There is something radical about emphasising the immigrant status of a character so iconically associated with all things British. Paddington may have a life-long obsession with Anglophilia but he is actually from “dark Peru”, and has to adjust to life in London just as many newcomers do, and is sometimes rejected because of his difference.
The third film sees him return to his homeland in a wacky adventure but with a surprising nuance for, essentially, a kids movie, finds Paddington at a point when he realises that while he’ll always have those bonds to Peru, but home now is with the Browns in England.
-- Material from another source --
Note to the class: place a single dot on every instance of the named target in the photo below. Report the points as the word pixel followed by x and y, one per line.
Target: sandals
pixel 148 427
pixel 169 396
That pull to two worlds is a common experience for those lucky enough to have them.
Watch: Stan, Binge, HBO Max
FRESH OFF THE BOAT

A charming family sitcom that works on different levels. For one, it’s an old-fashioned TV comedy centred on a nuclear family (mum, dad, three boys, grandma) who live in suburbia and each episode has hijinks involving their neighbours, their jobs and misunderstandings.
On another level, the show uses the pejorative term “FOB” to highlight how much the Taiwanese-American Huangs are pretty much like everyone else, just with their own quirks. When it premiered in 2015, it had been the first American sitcom to have Asian-Americans as its main characters in 20 years.
Watch: Disney+
AN AMERICAN TAIL

Look, this cartoon is from 1986, and there are elements that are not great. Are the entire Cossacks people maligned by being cast as the villainous cats? Yeah, it’s awkward.
But it’s also an adventure about derring-do and the immigrant hustle, as represented in the character of Fievel Mousekewitz, who is separated from his family during the journey to America. It’s set in the late 19th century and New York is a melting pot of persecuted peoples.
Watch: Binge
THE VISITOR

A deeply humanist film with incredibly moving performances from Richard Jenkins and Hiam Abbass, The Visitor, directed by Spotlight’s Tom McCarthy, emphasises that behind every denunciation of an illegal immigrant is a story.
In this case, it’s that of Tarek, a young Syrian man whose father had years earlier been a journalist and political prisoner, and if he’s deported, he may face retribution. The story is told through a lonely American professor who crosses paths with Tarek, his girlfriend Zainab and his mother Mouna.